Pela desordem se percepciona a ordem do universo.
Com vários restaurantes a funcionar na área de Lisboa e Porto, o movimento macrobiótico vai de vento em popa e a bicha para o almoço aumenta de dia para dia. Por um lado a falência da medicina violenta e mercenária, por outro lado a carestia dos produtos alimentares na base de carne e peixe, vai insensivelmente atirando as pessoas para o solução yin-yang do arroz. Há quem veja nisto um acidente. Mas há quem veja nisto um sintoma revelador do plano geral que se cumpre como o previsto nas profundezas.

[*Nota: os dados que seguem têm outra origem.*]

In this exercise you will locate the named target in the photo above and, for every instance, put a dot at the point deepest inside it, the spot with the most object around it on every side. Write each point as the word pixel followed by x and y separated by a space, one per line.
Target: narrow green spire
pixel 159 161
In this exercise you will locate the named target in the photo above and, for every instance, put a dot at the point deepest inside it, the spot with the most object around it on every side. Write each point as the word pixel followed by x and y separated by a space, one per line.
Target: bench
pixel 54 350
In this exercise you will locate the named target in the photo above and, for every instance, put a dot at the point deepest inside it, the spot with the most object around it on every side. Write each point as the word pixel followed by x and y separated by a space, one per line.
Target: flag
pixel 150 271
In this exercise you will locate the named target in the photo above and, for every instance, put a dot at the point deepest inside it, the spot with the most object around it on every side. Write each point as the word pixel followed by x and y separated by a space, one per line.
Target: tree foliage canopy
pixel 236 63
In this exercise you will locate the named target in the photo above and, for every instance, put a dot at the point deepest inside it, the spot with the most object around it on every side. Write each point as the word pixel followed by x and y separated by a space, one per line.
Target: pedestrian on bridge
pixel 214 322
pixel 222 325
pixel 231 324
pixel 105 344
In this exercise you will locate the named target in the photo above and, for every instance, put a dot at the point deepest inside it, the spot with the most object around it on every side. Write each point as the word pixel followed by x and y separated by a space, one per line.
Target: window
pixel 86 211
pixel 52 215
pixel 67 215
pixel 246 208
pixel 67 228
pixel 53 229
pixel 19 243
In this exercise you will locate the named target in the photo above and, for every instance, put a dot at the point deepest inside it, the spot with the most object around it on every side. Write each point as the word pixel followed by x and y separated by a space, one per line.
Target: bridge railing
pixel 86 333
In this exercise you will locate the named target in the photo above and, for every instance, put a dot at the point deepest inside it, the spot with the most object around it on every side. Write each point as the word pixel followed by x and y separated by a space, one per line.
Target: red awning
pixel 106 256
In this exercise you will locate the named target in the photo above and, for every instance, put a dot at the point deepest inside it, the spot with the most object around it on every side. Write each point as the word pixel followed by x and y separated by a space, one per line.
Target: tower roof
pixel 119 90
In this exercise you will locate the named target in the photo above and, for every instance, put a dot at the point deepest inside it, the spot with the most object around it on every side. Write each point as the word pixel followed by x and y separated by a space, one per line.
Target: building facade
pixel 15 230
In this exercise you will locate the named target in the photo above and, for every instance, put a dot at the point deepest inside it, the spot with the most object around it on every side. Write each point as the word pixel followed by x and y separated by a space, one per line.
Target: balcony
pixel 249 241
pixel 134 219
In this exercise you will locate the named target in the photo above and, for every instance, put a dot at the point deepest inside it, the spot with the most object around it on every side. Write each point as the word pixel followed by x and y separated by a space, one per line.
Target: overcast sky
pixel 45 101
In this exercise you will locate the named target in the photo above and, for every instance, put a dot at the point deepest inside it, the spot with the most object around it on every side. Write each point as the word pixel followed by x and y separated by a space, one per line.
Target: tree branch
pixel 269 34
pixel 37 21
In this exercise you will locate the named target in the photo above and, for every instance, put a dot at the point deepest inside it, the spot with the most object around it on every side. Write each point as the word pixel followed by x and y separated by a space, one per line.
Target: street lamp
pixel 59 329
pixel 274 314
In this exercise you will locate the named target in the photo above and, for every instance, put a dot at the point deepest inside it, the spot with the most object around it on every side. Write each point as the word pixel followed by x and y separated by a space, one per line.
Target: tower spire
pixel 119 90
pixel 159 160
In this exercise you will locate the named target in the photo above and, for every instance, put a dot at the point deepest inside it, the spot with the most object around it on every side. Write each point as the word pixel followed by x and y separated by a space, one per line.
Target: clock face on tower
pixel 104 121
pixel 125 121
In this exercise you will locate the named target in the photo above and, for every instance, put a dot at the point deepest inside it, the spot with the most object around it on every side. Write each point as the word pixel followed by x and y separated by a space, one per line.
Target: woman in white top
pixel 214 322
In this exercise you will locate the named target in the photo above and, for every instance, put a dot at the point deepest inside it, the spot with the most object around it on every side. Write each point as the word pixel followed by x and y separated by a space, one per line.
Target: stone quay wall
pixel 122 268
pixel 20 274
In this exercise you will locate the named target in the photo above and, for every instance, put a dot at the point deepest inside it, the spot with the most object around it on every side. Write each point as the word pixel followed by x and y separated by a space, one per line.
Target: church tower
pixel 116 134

A Macrobiótica não é assim mais um regime dietético (apenas), com miríficos frasquinhos, receituários e culinárias - tudo sob a benção de românticos mitos naturais e biológicos - mas uma alternativa à sociedade de consumo e ao consumo da sociedade. Vista deste lado, ela pode não criar muitos adeptos, pois é um facto que a maioria se está nas tintas para soluções de salvação colectiva e cada um procura, acintosamente, o próprio «salve-se quem puder»: mas cria, com certeza, adeptos mais conscientes. Irá sendo tempo de à ruminação do arroz se substituir um certo sentido do yoga alimentar ou consciencialização da energia que implica o acto de comer. Irá sendo tempo de (se) perceber que não existimos para comer mas comemos para existir (compreender a ordem do universo). Irá sendo tempo de recusar todos os beatismos, sejam eles naturistas, anti-tabágicos ou amigos da natureza, pois nada tem a ver com isso a concepção energética do universo, o corpo como átomo da energia universal. Se é só a desordem que, por enquanto, nos choca e rodeia, se é o Dualismo que reina como tirania de sistemas que daí usufruem o seu esplêndido negócio, a Macrobiótica ensina a quem quiser aprender, que essa desordem nos anuncia (como dogma ou lei fundamental da Energia) a ordem do Universo que tantas superstições científicas e ciências supersticiosas nos habituaram a pôr em causa. Livrar-nos (em parte) do fascismo médico, não é afinal o único mérito da Macrobiótica. Comer arroz não é só panaceia terapêutica, não serve só para curar doenças e evitá-las, permitindo que o cidadão se integre de novo e em forma na engrenagem trituradora e vergonhosa do canibalismo consumidor. «Comer arroz» não é apenas uma forma de readaptar o inconformismo à Engrenagem mas uma técnica para nos libertar, para nos desalienar, e uma escada Magirus para nos tirar (ajudar a tirar) do Poço, do Caos, da Desordem.